2. Frequent urination, urgency, pain in urination:
In acute cases, symptoms of urgency and pain in urination are evident, and difficulty in urination can be seen. Chronic cases are characterized by frequent urination, urgency of urination, accompanied by discomfort in urination, and a burning sensation.
In acute cases, pain in the lower abdomen can be seen, involving the perineum and both groins. Chronic patients may experience dull pain in the suprapubic region, accompanied by perineal discomfort. Pain symptoms worsen significantly during ejaculation.
4. Other symptoms:
There may be fever, chills, and chills, which are the systemic symptoms seen in acute seminal vesiculitis. Hematuria is also one of the manifestations of acute seminal vesiculitis. Pain in ejaculation, low libido, ejaculation, and premature ejaculation are common in chronic patients.
How to prevent and treat seminal vesiculitis
The seminal vesicle is not an organ that stores semen, but rather an accessory gland of the male genitalia. It is a pair of long oval sac-shaped organs. Located behind the bladder floor, outside the ampulla of the vas deferens. The shape is wide at the top and narrow at the bottom, slightly flat at the front and back, with uneven surface. The upper end is free, and the larger one is the base of the seminal vesicle.
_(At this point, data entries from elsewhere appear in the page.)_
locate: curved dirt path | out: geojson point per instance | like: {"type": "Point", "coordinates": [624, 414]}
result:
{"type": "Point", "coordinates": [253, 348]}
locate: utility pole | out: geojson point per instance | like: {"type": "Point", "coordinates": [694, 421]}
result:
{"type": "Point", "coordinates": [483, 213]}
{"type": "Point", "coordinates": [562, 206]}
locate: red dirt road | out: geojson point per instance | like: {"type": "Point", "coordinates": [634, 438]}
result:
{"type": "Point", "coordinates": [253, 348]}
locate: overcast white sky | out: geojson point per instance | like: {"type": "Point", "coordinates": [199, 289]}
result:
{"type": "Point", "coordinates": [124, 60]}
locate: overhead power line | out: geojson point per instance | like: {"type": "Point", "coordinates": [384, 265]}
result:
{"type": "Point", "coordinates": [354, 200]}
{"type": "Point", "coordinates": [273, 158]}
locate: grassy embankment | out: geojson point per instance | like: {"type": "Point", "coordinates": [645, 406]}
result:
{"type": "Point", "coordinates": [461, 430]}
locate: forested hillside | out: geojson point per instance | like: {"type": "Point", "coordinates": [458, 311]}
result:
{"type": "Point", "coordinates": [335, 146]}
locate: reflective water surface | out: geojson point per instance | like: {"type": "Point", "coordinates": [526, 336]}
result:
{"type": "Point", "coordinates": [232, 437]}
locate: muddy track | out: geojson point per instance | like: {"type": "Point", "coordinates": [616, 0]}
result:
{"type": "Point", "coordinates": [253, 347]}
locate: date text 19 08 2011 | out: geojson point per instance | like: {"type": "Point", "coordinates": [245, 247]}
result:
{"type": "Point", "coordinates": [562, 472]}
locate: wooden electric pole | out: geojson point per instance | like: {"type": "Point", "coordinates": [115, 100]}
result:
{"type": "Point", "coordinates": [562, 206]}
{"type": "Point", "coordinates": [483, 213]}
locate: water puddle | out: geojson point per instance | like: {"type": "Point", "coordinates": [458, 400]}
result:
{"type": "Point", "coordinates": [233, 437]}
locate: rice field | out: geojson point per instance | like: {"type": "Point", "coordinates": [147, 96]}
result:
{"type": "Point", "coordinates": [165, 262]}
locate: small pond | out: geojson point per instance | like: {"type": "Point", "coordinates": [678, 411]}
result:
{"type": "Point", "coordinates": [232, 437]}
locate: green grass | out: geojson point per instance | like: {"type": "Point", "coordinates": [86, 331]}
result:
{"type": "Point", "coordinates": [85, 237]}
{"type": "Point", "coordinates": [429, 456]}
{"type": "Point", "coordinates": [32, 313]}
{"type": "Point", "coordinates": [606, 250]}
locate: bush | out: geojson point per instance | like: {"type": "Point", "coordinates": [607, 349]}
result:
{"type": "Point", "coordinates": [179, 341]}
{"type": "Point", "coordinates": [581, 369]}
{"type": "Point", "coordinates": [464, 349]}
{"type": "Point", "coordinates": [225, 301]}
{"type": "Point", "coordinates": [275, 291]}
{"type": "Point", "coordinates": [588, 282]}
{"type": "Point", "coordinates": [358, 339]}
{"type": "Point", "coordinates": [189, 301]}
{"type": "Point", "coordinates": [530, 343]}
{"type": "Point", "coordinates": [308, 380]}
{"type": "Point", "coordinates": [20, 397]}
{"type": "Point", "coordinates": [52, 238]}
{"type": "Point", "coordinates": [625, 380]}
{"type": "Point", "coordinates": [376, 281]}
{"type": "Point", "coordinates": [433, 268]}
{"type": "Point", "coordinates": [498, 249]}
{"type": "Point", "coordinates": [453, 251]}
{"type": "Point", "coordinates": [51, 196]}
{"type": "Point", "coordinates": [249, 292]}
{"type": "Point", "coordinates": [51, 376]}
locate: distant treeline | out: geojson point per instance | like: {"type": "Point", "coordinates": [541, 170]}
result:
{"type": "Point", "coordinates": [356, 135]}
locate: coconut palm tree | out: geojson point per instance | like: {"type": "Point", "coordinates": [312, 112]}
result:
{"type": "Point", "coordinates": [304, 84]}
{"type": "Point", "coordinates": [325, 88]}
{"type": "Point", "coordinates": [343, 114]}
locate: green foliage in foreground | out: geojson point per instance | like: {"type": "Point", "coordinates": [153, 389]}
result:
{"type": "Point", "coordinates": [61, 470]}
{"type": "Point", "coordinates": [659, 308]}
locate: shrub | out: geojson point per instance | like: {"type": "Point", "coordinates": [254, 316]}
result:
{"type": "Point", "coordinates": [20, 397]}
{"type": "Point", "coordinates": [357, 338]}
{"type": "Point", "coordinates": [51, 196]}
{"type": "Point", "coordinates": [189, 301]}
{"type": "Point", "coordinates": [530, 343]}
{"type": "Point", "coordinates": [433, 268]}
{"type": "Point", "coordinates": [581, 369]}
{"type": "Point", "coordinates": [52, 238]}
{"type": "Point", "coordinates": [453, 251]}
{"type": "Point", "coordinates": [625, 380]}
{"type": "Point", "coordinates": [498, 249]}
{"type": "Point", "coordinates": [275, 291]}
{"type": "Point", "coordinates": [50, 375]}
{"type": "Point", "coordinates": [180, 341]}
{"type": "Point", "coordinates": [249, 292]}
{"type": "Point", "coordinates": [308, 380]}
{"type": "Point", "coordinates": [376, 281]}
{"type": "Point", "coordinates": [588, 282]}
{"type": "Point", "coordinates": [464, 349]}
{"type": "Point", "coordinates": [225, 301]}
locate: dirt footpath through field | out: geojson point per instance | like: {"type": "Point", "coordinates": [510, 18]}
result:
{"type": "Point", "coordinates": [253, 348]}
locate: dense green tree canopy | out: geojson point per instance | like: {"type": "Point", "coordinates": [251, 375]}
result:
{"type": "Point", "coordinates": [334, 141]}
The lower end is thin and straight, which is its excretory tube. Due to the structural characteristics of the seminal vesicle, after inflammation, the drainage is not smooth, and bacteria can easily invade the seminal vesicle, leaving the root cause of the disease often, making it difficult to completely cure. In order to prevent the persistence of seminal vesiculitis, both acute and chronic seminal vesiculitis should be thoroughly treated.
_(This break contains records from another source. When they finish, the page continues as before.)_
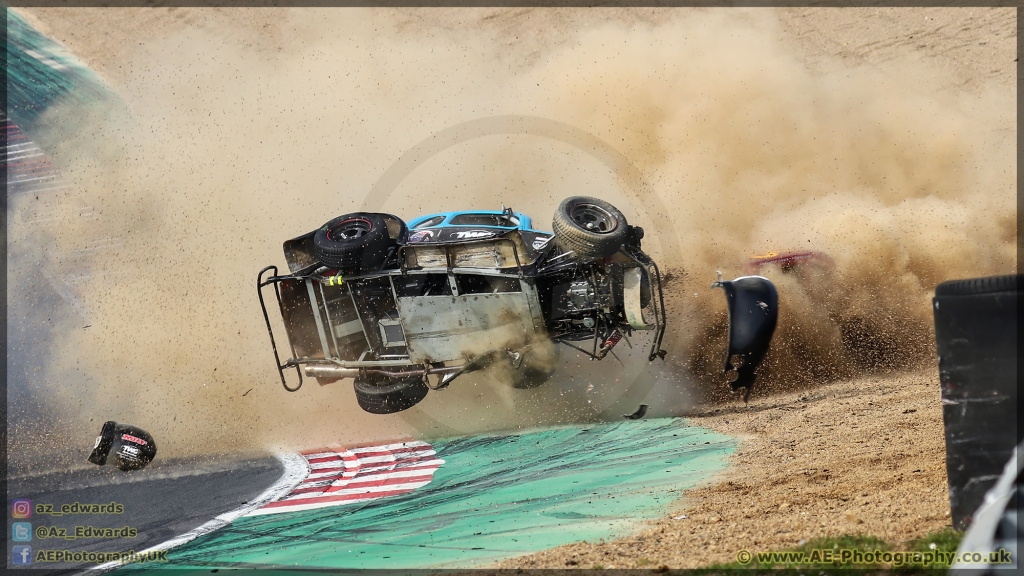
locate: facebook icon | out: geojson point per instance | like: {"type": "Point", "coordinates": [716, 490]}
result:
{"type": "Point", "coordinates": [22, 554]}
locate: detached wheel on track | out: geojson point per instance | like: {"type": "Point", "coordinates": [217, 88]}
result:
{"type": "Point", "coordinates": [590, 227]}
{"type": "Point", "coordinates": [384, 396]}
{"type": "Point", "coordinates": [356, 242]}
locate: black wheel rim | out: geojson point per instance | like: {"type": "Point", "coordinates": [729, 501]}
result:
{"type": "Point", "coordinates": [593, 218]}
{"type": "Point", "coordinates": [348, 231]}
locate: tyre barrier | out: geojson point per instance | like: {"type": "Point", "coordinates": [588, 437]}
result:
{"type": "Point", "coordinates": [976, 337]}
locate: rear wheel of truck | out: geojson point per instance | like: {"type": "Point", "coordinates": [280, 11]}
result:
{"type": "Point", "coordinates": [356, 242]}
{"type": "Point", "coordinates": [589, 227]}
{"type": "Point", "coordinates": [538, 366]}
{"type": "Point", "coordinates": [379, 395]}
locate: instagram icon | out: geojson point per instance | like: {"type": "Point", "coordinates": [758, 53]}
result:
{"type": "Point", "coordinates": [20, 508]}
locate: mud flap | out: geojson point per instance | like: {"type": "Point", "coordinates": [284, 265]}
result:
{"type": "Point", "coordinates": [753, 303]}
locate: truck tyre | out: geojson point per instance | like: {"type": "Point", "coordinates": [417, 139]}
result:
{"type": "Point", "coordinates": [355, 243]}
{"type": "Point", "coordinates": [589, 227]}
{"type": "Point", "coordinates": [379, 395]}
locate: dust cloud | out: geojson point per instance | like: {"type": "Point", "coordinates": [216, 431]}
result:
{"type": "Point", "coordinates": [227, 150]}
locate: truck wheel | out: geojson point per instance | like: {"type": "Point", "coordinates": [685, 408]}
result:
{"type": "Point", "coordinates": [356, 242]}
{"type": "Point", "coordinates": [386, 396]}
{"type": "Point", "coordinates": [538, 366]}
{"type": "Point", "coordinates": [591, 228]}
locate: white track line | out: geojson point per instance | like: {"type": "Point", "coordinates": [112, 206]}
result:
{"type": "Point", "coordinates": [295, 470]}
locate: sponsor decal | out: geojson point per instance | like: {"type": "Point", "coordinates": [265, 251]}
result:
{"type": "Point", "coordinates": [421, 236]}
{"type": "Point", "coordinates": [345, 477]}
{"type": "Point", "coordinates": [129, 438]}
{"type": "Point", "coordinates": [471, 234]}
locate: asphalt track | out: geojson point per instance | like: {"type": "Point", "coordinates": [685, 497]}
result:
{"type": "Point", "coordinates": [162, 502]}
{"type": "Point", "coordinates": [494, 497]}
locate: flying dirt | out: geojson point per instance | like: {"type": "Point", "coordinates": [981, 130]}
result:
{"type": "Point", "coordinates": [241, 129]}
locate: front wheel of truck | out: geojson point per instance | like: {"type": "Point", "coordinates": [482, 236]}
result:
{"type": "Point", "coordinates": [380, 395]}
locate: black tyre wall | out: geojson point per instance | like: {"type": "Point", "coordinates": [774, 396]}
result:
{"type": "Point", "coordinates": [976, 337]}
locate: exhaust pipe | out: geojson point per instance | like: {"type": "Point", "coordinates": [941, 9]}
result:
{"type": "Point", "coordinates": [321, 371]}
{"type": "Point", "coordinates": [337, 372]}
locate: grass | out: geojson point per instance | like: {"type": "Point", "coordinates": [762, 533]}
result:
{"type": "Point", "coordinates": [815, 560]}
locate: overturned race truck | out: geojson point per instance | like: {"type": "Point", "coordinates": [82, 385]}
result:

(1) Choose appropriate antibiotics. Acute seminal vesiculitis should be treated until the symptoms completely disappear, and then continue to be treated for 1-2 weeks; Chronic seminal vesiculitis requires continued medication for more than 4 weeks to consolidate the efficacy. According to our experience, the intravenous application of cefalexin and quinolones in the second generation of cephalosporins has a good effect.
(2) Local treatment. After defecation, use 20 ml of 1 ‰ berberine for enema. Use this medicine to soak a gauze pad and place it on the perineum. Connect it to the anode of a direct current physiotherapy device. Apply the cathode to the pubic bone for 20 minutes each time, once a day, and once every 10 times for a course of treatment. Warm water hip bath (water temperature 42 ℃) and perineal hot compress to improve local blood circulation and help inflammation subside. Avoid sitting for too long to prevent pelvic congestion.
(3) Rest in bed. Give laxative medication to keep bowel movements smooth.
(4) Avoid excessive sexual activity. To reduce the degree of sexual organ congestion. Patients with chronic seminal vesiculitis can receive regular (1-2 times per week) seminal vesicle prostate massage. One is to enhance the blood flow of the prostate and seminal vesicle, and the other is to promote the discharge of inflammatory substances.
(5) Regularization of life. Combine work and rest, avoid smoking, alcohol, and spicy and stimulating food.
(6) Do a good job of ideological work for patients. Eliminate the concerns of patients, especially those of patients with hemospermia, and enhance their confidence in overcoming the disease.
(7) For blood sperm treatment. You can also take 1 mg of diethylstilbestrol and 5 mg of prednisone orally, three times a day, for 2 to 3 weeks continuously, which can mostly stop blood sperm.